Rather than addressing feedback in isolation, I grouped insights into two recurring themes and iterated on the design systematically.

Theme: Clarifying purpose & Expectations

Theme: Reinforcing feedback & progress

Missed Opportunities

Short-term signals vs. long-term engagement

WHY?
Testing focused on first impressions and short interactions. The long-term effects of challenges, progression, and gifting on curiosity and learning habits remain unexplored.

WHAT I’D DO NEXT
Conduct longitudinal testing to observe how kids’ engagement, comprehension, and sense of accomplishment change across repeated sessions.

Measuring joy and emotional resonance

WHY?
Joy and positivity were core to the experience and central to the hypothesis that early emotional connection could evolve into long-term trust and loyalty. While testing surfaced moments of excitement, curiosity, and pride, these signals were qualitative and short-term.

WHAT I’DO NEXT
Investigate ways to measure joy and emotional resonance over time, combining behavioral indicators (voluntary return, exploration patterns), reflective prompts, and child-appropriate self-reporting, to better understand how joyful experiences translate into sustained engagement and relationship-building.

An image showing the young girl from the hero section looking satisfied between an image of the new KidsPost that resonates with the suggested mobile experience in the case study. A mobile phone showing the suggested digital Kidspost homepage.

KidsPost Today

The Post vs The Times: Strategic Bets on Youth Engagement

Since this project, The Washington Post has relaunched KidsPost as a weekly print insert powered by What on Earth? magazine (its digital KidsPost section was closed in 2023 amid layoffs). The new edition embraces color, playfulness, and interactive content, quizzes, puzzles, and jokes, echoing the same values of fun, curiosity, and agency explored in my redesign.
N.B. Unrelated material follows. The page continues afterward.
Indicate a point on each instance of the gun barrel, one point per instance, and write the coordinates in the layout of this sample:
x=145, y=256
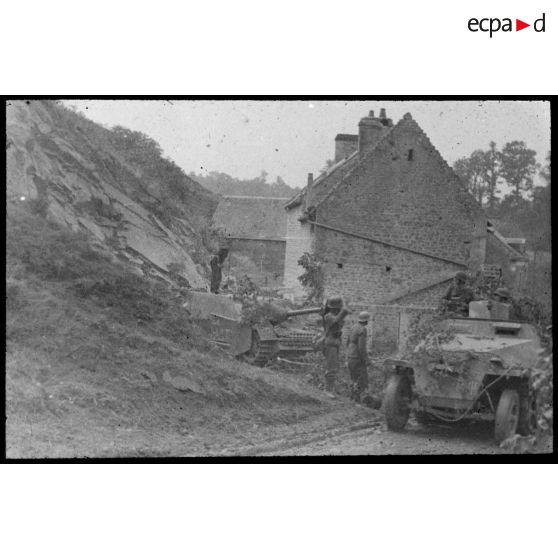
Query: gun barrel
x=304, y=311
The New York Times, on the other hand, discontinued its own Kids section in 2025 to pursue other digital priorities.

These contrasting paths reinforce the core premise of this project: designing for kids is not simply a content decision, but a long-term product strategy. Investing in joyful, trust-building learning experiences early reflects a commitment to relationship-building rather than short-term returns.


This project helped me see how emotional design can be an intentional product strategy, one that reinforces human values while supporting long-term business goals.